Three strategies, in order of cost. Pick the cheapest that addresses your drift profile.

Incremental refresh: re-embed only documents that changed. Cheap; the right default for most systems. A nightly job that watches the source-of-truth content and updates embeddings for changed documents.
Full reindex: re-embed the whole corpus. Triggered by an embedding-model upgrade or by a structural reorganization of the source. Usually quarterly or semi-annual.
Model upgrade: when a new embedding model materially outperforms yours on your domain (test on your data, not on public benchmarks), plan a full reindex tied to the upgrade. Versioned indexes let you roll back if the new model regresses on something the benchmark missed.

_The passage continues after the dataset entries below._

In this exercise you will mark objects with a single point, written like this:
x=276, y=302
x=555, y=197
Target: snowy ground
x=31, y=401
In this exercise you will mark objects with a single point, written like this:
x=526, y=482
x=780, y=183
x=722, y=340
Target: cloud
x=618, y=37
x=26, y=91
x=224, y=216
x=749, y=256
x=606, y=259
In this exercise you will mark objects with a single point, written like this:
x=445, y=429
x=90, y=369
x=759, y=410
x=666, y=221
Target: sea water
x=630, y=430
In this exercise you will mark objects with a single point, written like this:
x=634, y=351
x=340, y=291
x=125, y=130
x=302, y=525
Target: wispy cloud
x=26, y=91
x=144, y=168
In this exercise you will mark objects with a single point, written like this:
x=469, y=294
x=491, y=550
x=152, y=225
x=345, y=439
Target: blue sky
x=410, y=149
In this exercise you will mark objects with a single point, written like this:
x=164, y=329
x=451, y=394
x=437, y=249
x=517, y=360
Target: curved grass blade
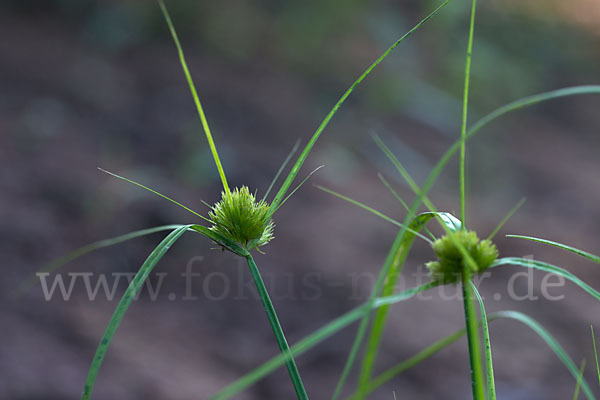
x=313, y=339
x=448, y=340
x=506, y=218
x=433, y=175
x=194, y=93
x=395, y=194
x=379, y=320
x=551, y=342
x=463, y=126
x=523, y=262
x=581, y=253
x=284, y=348
x=280, y=170
x=134, y=287
x=372, y=210
x=579, y=378
x=488, y=347
x=299, y=186
x=52, y=266
x=221, y=240
x=296, y=168
x=156, y=193
x=595, y=355
x=408, y=364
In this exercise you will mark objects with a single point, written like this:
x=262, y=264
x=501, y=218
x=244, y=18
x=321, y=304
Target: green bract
x=239, y=217
x=448, y=267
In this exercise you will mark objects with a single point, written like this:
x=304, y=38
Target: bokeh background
x=97, y=83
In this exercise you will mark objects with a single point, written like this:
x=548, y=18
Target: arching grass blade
x=488, y=347
x=581, y=253
x=296, y=168
x=314, y=339
x=132, y=290
x=52, y=266
x=524, y=262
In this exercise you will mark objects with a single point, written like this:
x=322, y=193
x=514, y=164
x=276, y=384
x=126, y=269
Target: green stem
x=472, y=326
x=190, y=82
x=463, y=128
x=277, y=330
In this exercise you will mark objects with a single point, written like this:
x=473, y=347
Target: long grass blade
x=595, y=354
x=373, y=211
x=132, y=290
x=194, y=93
x=445, y=342
x=52, y=266
x=380, y=318
x=277, y=330
x=296, y=168
x=280, y=170
x=579, y=379
x=581, y=253
x=463, y=126
x=488, y=347
x=312, y=340
x=155, y=192
x=506, y=218
x=524, y=262
x=397, y=196
x=551, y=342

Operational practices that keep drift bounded

Drift is unavoidable. Drift becoming a customer-facing problem is avoidable, if four practices are in place:

Versioned indexes: every embedding generation gets a version. Roll back instantly when an upgrade regresses.
Shadow evaluation: run new models against the existing eval before promoting. Compare answers on the same gold set side by side.
Quarterly review with an owner: someone owns the eval set. Expanding it is part of their job, not a "we should do this" afterthought.
Reading the queries: log and sample 50 user queries a week. Tag them. Patterns emerge in the queries before they emerge in the metrics.

IDS AI Solutions builds the evaluation and drift-monitoring layer into every Enterprise RAG & Knowledge Systems engagement — gold-set design, recall and citation-hit dashboards, refresh strategy tuned to your content velocity. Talk to our team for a drift-readiness review of your current RAG deployment.

Frequently asked questions

How often should we re-embed our corpus?

Incremental re-embedding of changed documents runs as a daily or weekly job. Full reindex of the whole corpus is usually quarterly or semi-annual, triggered by either an embedding-model upgrade or a structural reorganization of the source. Don’t reindex on a calendar without reason — the cost compounds, and a stable embedding is fine as long as the eval set says so.

What is the earliest leading indicator of retrieval drift?

Citation hit rate — the percentage of answers where the cited chunk actually contains the asserted fact. Measured on a weekly sample of 100 answers, it trends down before any other metric and before user complaints arrive. Recall@k against the gold set is the second-earliest signal.

How big should the gold-standard eval set be?

Start with 100 carefully tagged Q&A pairs that cover your top 5 query patterns. Grow it by 5–10 questions per week sampled from real production traffic, tagged by a subject-matter reviewer. After six months you’ll have ~250–350 questions covering the real distribution. Bigger isn’t automatically better — coverage of real query types matters more than raw size.